Here we go again. A horrific mass shooting occurs. Everyone is in shock and grief. Democrats blame guns and Republicans. Pundits urge the public, “If you see something, say something.” And everyone asks, “Why?”
As information about the perpetrator emerges, a relative confides to a newspaper that the “troubled youth” who committed the mass murder was on psychiatric medications – you know, those powerful, little understood, mind-altering drugs with fearsome side effects including “suicidal ideation” and even “homicidal ideation.”
Yet the predictable response from the press is always the same – not only a total lack of curiosity, but disdain for any who ask the question, as though connecting psychiatric meds to mass shootings is pursuing a “conspiracy theory.”
Here’s a good way to tell whether or not something is a conspiracy theory: If it’s true, it’s not a conspiracy theory.
In the case of Nikolas Cruz, the 19-year-old Florida mass-shooter, his mother’s sister, Barbara Kumbatovich, told the Miami Herald that she believed Cruz was on medication to deal with his emotional fragility.
You can read the rest @
http://www.wnd.com/2018/02/media-ignoring-1-crucial-factor-in-florida-school-shooting/
"To deal with his emotional fragility"? What the heck does that mean?

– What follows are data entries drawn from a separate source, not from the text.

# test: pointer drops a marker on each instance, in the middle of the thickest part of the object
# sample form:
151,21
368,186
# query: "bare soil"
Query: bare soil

A similar general observation was made in August of last year by Christopher Hitchens of the UK:
http://sainthoward.blogspot.com/2017/08/terrorism-or-drug-induced-behavior.html
One thing is certain - the US public education (sic) system is turning our children into unemployable, "emotionally fragile", mentally ill youngsters who are not prepared to handle the realities of life.
In addition to anything now being said about gun control, we ought to be asking ourselves how we can get violence off the Internet and out of our children's lives. Take away their "smart" phones, get them off these meds, and fire all the teachers and school administrators who have been messing with their minds.